| I'm not sure exactly what the grandparent comment meant, but I think I have an idea. I only skimmed the contents so take this with a grain of salt. Your book is focusing on a pretty narrow part of distributed computing. I would rename it "Managing State in Distributed Systems", or "Distributed Storage Systems". Your examples are Bigtable and Dynamo, which fall in this category. The book seems to be aimed at sort of a "beginning" audience. But the topics are inappropriate for a beginning audience, and skewed for an expert audience. Real distributed systems try to be stateless wherever possible. You need "big computer science" to manage state in distributed systems, but most code in a distributed system should not manage state. These techniques should be confined to specialized storage systems. Here are some examples of real world distributed systems that don't use the described techniques to manage state: - clusters of stateless web servers + single master database (99%+ of websites people use)
- message queue / work queue. A single machine can productively manage 1,000 - 10,000 stateless workers, depending on the workload.
- MapReduce
- Original GFS
- Napster
- BitTorrent (tracker and trackerless would be interesting to write about)
- BitCoin
The title seems to imply a practical bent, but it seems more like a collection of ideas (which are important and interesting, but not really what engineers need to know. IMO the #1 skill for distributed computing is to be competent at BOTH programming a single computer and at system administration).If I wanted to be harsh, I would say it looks like you read a bunch of stuff and didn't work with it or implement it? At the very least, the ideas don't seem to be put in the context of commonly deployed distributed systems.
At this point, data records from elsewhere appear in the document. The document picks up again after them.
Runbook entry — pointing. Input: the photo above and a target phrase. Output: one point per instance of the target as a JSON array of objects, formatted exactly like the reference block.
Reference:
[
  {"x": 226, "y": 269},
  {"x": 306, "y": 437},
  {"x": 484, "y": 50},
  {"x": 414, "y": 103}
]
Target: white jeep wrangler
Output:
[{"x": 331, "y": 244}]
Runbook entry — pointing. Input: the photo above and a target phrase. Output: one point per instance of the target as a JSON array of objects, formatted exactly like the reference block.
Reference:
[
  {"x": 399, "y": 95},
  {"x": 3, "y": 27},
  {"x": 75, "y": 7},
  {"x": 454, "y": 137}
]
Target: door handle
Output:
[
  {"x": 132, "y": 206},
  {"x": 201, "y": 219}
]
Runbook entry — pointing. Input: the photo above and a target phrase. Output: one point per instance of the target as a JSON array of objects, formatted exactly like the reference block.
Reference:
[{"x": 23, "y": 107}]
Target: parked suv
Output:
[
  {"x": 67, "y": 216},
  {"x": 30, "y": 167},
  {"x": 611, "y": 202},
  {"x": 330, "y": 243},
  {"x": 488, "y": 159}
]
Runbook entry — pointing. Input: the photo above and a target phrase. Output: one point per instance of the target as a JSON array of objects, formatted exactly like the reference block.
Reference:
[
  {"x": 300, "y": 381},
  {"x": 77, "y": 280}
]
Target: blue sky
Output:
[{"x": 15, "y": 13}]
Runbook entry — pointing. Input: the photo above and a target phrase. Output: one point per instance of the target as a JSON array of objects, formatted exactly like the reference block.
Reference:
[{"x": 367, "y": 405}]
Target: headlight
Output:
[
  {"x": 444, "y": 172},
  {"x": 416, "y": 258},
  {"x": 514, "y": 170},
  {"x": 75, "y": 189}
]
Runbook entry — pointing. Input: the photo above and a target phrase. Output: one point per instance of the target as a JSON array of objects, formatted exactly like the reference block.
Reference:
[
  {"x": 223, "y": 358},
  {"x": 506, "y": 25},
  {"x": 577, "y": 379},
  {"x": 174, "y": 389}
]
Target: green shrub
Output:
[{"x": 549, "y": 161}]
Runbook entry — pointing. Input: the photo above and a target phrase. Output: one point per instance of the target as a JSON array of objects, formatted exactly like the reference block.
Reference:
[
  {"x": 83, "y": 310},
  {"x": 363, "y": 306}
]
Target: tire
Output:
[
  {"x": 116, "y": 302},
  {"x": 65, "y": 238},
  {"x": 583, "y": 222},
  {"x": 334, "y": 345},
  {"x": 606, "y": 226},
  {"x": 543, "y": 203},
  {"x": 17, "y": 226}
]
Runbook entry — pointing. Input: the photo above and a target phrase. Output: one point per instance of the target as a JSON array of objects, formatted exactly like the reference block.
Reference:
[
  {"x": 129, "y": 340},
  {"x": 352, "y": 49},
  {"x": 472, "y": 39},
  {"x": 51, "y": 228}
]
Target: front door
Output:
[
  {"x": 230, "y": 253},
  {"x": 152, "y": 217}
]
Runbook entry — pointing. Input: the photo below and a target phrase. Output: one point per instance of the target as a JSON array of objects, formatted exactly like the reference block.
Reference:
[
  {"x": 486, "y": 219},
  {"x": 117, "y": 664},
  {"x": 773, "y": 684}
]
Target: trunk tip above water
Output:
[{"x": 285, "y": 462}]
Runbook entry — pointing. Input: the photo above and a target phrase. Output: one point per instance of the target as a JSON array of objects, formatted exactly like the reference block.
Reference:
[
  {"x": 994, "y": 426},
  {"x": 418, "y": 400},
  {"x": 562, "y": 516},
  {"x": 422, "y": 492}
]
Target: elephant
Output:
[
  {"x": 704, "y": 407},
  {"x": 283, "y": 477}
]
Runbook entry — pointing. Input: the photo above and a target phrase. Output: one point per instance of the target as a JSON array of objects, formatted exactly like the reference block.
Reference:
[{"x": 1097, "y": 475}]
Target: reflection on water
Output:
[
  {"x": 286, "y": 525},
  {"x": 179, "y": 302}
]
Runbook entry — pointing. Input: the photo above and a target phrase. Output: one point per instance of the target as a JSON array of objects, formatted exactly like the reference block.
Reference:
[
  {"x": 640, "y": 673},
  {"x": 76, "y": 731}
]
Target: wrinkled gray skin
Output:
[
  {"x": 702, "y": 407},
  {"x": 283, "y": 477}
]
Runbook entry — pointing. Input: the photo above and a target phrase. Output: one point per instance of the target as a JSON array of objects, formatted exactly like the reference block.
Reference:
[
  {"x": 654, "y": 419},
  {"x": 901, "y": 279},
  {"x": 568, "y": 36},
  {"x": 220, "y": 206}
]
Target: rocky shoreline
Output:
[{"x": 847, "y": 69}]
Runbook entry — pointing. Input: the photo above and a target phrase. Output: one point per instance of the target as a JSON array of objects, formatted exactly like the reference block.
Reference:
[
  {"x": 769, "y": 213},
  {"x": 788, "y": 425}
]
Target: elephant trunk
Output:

People need to understand these simpler, more robust, and more performant techniques, and how to apply them to their specific problem domain, rather than blindly throwing consensus at every problem (which is a disturbing trend I've seen). |
Another topic that's huge all by itself is peer-to-peer networks, and all their associated aspects, such as structured (DHTs like Chord, Cassandra, etc.) vs unstructured (Gnutella, Kazaa, etc.), P2P search, handling churn, handling peers with heterogenous capabilities, peer selection, topology organization, decentralized routing, file-sharing (torrents) vs streaming (PPLive, Spotify), etc.
Other topics (with several overlapping aspects) include:
- Security, such as Sybil attacks, group key management, etc;
- Overlay networks;
- CDNs;
- Ad hoc and mesh networks;
- MMOs and multiplayer games;
- SCADA and industrial control systems;
- Pub/Sub systems and application layer multicast;
- Distributed file systems;
- Load balancing and bandwidth management;
And that's just off the top of my head... I'm sure I'm missing other important topics.